Department of Radiology, Sir Run Run Shaw Hospital, Zhejiang University School of Medicine, No.3 Qingchun East Road, Hangzhou, 310016, Zhejiang Province, China.
Department of Radiology, Shaoxing People's Hospital, Shaoxing, Zhejiang Province, China.
Eur Radiol. 2023 Apr;33(4):2301-2311. doi: 10.1007/s00330-022-09217-0. Epub 2022 Nov 5.
Hypertrophic cardiomyopathy (HCM) often requires repeated enhanced cardiac magnetic resonance (CMR) imaging to detect fibrosis. We aimed to develop a practical model based on cine imaging to help identify patients with high risk of fibrosis and screen out patients without fibrosis to avoid unnecessary injection of contrast.
A total of 273 patients with HCM were divided into training and test sets at a ratio of 7:3. Logistic regression analysis was used to find predictive image features to construct CMR model. Radiomic features were derived from the maximal wall thickness (MWT) slice and entire left ventricular (LV) myocardium. Extreme gradient boosting was used to build radiomic models. Integrated models were established by fusing image features and radiomic models. The model performance was validated in the test set and assessed by ROC and calibration curve and decision curve analysis (DCA).

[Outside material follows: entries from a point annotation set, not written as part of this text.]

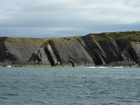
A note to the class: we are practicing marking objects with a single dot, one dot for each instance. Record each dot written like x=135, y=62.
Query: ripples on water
x=69, y=86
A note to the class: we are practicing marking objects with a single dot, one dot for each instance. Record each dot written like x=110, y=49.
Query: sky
x=64, y=18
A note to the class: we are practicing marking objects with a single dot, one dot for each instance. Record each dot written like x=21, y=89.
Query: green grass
x=134, y=35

We established five prediction models, including CMR, R1 (based on the MWT slice), R2 (based on the entire LV myocardium), and two integrated models (I and I). In the test set, I model had an excellent AUC value (0.898), diagnostic accuracy (89.02%), sensitivity (92.54%), and F1 score (93.23%) in identifying patients with positive late gadolinium enhancement. The calibration plots and DCA indicated that I model was well-calibrated and presented a better net benefit than other models.
A predictive model that fused image and radiomic features from the entire LV myocardium had good diagnostic performance, robustness, and clinical utility.
• Hypertrophic cardiomyopathy is prone to fibrosis, requiring patients to undergo repeated enhanced cardiac magnetic resonance imaging to detect fibrosis over their lifetime follow-up. • A predictive model based on the entire left ventricular myocardium outperformed a model based on a slice of the maximal wall thickness. • A predictive model that fused image and radiomic features from the entire left ventricular myocardium had excellent diagnostic performance, robustness, and clinical utility.
肥厚型心肌病(HCM)常需多次行增强心脏磁共振成像(CMR)以检测纤维化。本研究旨在建立一种基于电影成像的实用模型,帮助识别纤维化高风险患者,并筛选出无纤维化患者,避免不必要的造影剂注射。
将 273 例 HCM 患者按 7:3 的比例分为训练集和测试集。采用逻辑回归分析寻找预测影像特征,构建 CMR 模型。从最大壁厚度(MWT)层面和整个左心室(LV)心肌中提取放射组学特征。采用极端梯度提升构建放射组学模型。通过融合影像特征和放射组学模型建立综合模型。在测试集中验证模型性能,采用 ROC 曲线、校准曲线和决策曲线分析(DCA)评估。
建立了 5 种预测模型,包括 CMR、基于 MWT 层面的 R1、基于整个 LV 心肌的 R2,以及 2 种综合模型(I 和 I)。在测试集中,I 模型在识别阳性延迟钆增强患者时具有优异的 AUC 值(0.898)、诊断准确性(89.02%)、敏感度(92.54%)和 F1 评分(93.23%)。校准曲线和 DCA 表明 I 模型具有良好的校准性能,优于其他模型。
融合整个 LV 心肌影像和放射组学特征的预测模型具有良好的诊断性能、稳健性和临床实用性。